Deprecation process with warnings and migrations.
Automated report for primitive leakage and unused tokens.
Release notes for token changes that impact UI semantics.

FAQ

1) Should I have separate primitive palettes for light and dark?

For neutrals: yes, usually. For brand accents: often yes. Trying to reuse one primitive set across themes tends to produce muddy neutrals or neon accents.
Keep semantics stable; allow primitives to differ per theme.

2) Are semantic tokens worth the overhead?

If you have more than one team or more than one product, yes.

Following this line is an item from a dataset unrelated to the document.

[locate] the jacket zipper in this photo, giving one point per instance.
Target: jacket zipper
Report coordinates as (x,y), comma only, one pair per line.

Semantic tokens are how you prevent every component from becoming its own color theory experiment.
They also make theme bugs diagnosable: you fix a role, not 40 components.

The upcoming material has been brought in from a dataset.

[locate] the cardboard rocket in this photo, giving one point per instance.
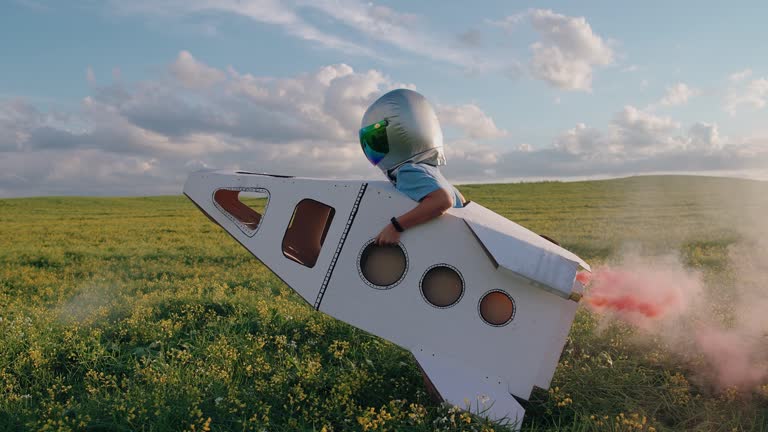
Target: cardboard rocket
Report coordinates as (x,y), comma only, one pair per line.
(483,304)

3) Can we just use opacity for disabled states?

You can, but it’s fragile in dark mode. Opacity blending depends on what’s behind the element and can collapse contrast unpredictably.
Prefer explicit disabled tokens for text/icons/borders, validated on common surfaces.

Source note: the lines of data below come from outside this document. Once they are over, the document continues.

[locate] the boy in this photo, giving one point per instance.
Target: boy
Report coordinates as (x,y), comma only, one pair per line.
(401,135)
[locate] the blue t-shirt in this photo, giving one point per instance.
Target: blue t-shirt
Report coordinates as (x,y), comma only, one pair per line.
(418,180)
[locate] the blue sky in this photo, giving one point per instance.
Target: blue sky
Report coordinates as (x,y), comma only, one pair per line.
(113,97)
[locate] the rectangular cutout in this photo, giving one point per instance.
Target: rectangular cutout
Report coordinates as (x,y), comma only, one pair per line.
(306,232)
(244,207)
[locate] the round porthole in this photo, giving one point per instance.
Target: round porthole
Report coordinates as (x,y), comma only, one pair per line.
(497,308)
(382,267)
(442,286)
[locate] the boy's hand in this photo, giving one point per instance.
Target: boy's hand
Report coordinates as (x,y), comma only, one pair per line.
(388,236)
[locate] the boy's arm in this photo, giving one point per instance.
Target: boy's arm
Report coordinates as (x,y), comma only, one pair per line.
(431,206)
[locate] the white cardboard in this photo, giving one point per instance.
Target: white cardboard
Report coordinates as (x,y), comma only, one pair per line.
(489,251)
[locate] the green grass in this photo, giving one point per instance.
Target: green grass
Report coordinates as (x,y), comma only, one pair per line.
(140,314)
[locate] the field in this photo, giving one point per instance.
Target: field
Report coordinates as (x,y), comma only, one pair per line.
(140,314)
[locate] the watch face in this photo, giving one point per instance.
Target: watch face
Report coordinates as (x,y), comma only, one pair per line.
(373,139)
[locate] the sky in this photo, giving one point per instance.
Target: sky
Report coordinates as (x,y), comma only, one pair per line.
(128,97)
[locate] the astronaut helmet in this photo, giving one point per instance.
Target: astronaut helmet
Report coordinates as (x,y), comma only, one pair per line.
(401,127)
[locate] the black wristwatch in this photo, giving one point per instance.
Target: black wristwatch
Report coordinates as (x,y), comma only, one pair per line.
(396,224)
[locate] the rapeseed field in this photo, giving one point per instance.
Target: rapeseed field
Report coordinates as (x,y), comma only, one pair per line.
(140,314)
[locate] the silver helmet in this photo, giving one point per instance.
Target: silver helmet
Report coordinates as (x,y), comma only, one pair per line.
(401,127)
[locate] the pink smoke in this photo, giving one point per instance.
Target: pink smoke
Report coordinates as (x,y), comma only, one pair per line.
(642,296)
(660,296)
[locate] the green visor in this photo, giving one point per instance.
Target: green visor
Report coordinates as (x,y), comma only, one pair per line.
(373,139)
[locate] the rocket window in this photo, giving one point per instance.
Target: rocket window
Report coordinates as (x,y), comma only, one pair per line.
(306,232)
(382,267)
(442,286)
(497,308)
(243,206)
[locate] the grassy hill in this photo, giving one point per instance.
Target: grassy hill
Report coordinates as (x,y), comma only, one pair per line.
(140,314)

4) What’s the best background color for dark mode?

Near-black with a slight tint, chosen alongside your surface steps. The “best” value is the one that supports hierarchy and long-form reading without glare.
If you pick pure black, you’ll spend time compensating everywhere else.

5) How do we handle images and illustrations?

Treat them as assets with theme variants or design them to work on both backgrounds. For SVG icons, prefer currentColor and semantic icon tokens.
For illustrations, decide whether to provide dark variants or keep them in neutral containers.

6) How do we prevent a flash of wrong theme on first load?

Apply data-theme before first paint: server-render it when possible, or run a tiny inline script in the document head that reads stored preference
and sets the attribute immediately.

7) Does WCAG guarantee our dark mode is good?

WCAG helps you not ship unreadable text. It doesn’t guarantee comfort or aesthetic quality. Use contrast checks as guardrails, then evaluate glare, hierarchy,
and state visibility with real screens at realistic brightness.

8) How do we support multiple brands without forking everything?

Keep one semantic layer shared across brands. Provide brand-specific primitive palettes and semantic mappings. If brands need different semantics, challenge it:
often it’s actually a component variant request, not a new semantic contract.

9) Should we animate the theme switch?

Lightly, if at all. A subtle background fade can be pleasant; animating every token change is expensive and can feel like the UI is melting.
Prioritize correctness and speed; animation is optional.

10) What’s the simplest rule to enforce in code review?

“No hard-coded colors in product code.” If a color needs to exist, it must be a token with semantics. This single rule eliminates a huge class of regressions.

Next steps you can actually do this week

Inventory your semantic tokens. Write the glossary: what each role means and what it must never be used for.
Run leakage detection. Find primitives and hard-coded hex in product code; open a migration backlog.
Add two CI checks immediately: (a) semantic completeness per theme, (b) contrast audit for critical pairs.
Fix the top three perception killers: near-black background + off-white text + a visible focus ring on every surface.
Pick one “hero screen” and one “worst screen.” Make them perfect in dark mode. Then scale out, component by component.
Stop doing theme work in components. Theme mapping belongs in tokens. Components consume semantics. Keep the contract clean.

Dark mode that doesn’t look cheap is not a miracle palette. It’s an operationally sound system: semantics, layering, tests, and a refusal to ship undefined behavior.
Build it like you build reliable infrastructure—because at scale, that’s what it is.